Crystals can be represented mathematically by infinite lattices of points occupied by atoms or ions.The symmetry properties of crystal lattices are physically very important and mathematically very fascinating. In this problem we investigate the symmetries of these lattices mathematically.

A crystal symmetry operation is a transformation which when applied to the vector positions of the ions causes the following:

1. The points in space occupied by atoms or ions before and after the transformation are identical.

2. Each atom or ion in the crystal shifts onto the position of an identical atom or ion.

3. The distance between any neighbouring pairs of atoms or ions is unchanged before and after the transformation.

Which of the following are sometimes always or never true? If always or never, give a proof. If sometimes, give an example where it works and an example where it does not.
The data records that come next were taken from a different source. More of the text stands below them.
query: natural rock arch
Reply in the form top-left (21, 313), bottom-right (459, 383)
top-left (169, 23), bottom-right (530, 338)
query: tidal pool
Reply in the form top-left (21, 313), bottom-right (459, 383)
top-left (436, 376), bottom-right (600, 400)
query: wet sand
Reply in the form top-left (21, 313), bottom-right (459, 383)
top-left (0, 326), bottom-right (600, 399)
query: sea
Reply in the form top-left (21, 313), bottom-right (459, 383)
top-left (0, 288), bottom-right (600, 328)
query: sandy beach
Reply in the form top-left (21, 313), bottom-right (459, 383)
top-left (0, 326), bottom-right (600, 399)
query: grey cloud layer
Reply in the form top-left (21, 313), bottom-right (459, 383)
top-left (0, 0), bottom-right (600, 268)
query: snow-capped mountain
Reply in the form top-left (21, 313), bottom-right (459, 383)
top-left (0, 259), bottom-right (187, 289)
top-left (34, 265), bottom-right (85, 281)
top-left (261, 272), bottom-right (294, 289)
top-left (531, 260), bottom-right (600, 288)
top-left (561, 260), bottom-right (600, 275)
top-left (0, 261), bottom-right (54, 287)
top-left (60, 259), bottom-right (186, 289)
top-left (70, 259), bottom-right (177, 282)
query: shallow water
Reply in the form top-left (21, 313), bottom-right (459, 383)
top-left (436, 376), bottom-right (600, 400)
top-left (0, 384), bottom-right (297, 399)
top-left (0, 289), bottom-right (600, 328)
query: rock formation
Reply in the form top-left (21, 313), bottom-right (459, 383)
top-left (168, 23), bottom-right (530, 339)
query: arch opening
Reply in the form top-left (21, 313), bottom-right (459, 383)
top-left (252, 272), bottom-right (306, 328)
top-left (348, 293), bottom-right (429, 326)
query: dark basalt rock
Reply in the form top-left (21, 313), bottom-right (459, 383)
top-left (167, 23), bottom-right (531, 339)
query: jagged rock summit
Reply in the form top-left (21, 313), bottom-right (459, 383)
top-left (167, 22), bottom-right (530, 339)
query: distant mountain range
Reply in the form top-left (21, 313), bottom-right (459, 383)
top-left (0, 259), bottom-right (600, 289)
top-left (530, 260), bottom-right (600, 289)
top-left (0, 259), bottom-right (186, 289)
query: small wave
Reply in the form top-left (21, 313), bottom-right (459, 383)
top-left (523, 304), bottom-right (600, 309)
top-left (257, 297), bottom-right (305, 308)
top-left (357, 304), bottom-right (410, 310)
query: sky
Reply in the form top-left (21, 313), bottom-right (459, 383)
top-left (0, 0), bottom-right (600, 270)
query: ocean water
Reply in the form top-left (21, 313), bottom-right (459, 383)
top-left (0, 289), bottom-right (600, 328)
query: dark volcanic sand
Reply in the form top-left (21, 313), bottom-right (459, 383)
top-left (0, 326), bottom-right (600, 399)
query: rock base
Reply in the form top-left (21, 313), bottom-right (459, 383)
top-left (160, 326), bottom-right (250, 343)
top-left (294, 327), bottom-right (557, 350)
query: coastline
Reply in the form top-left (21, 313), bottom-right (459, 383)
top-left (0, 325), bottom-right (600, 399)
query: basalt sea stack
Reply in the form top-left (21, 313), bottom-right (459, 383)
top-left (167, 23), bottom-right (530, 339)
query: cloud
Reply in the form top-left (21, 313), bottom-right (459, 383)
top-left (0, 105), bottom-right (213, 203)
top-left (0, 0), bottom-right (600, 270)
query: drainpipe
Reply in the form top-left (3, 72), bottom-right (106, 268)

You might want to focus your attention on BCC or FCC packing, although feel free to invent mathematical lattices of your own.

a) A rotation about a given point is a symmetry.

b) A reflection through a plane which does not pass through any of the lattice points is a symmetry.

c) A shear which maps the lattice onto itself is a symmetry.

d) For a crystal lying on an integer lattice, the translation by $(l/2, m/2, n/2)$ is a symmetry, where $l, m, n$ are integers.

e) Repeated application of the same symmetry will eventually restore the crystal to its original state.

f) If $T_1({\bf v})$ and $T_2({\bf v})$ are both symmetry operations then the combination $T_1(T_2{\bf v}) $ is a symmetry operation.

g) If neither $T_1({\bf v})$ nor $T_2({\bf v})$ is a symmetry operation then $T_1(T_2({\bf v}))$ is not a symmetry operation.

h) Application of a symmetry operation leaves at least one point fixed.

i) Application of a symmetry operation leaves exactly $3$ points fixed.

Can you invent any mathematical lattices with unusual symmetry properties?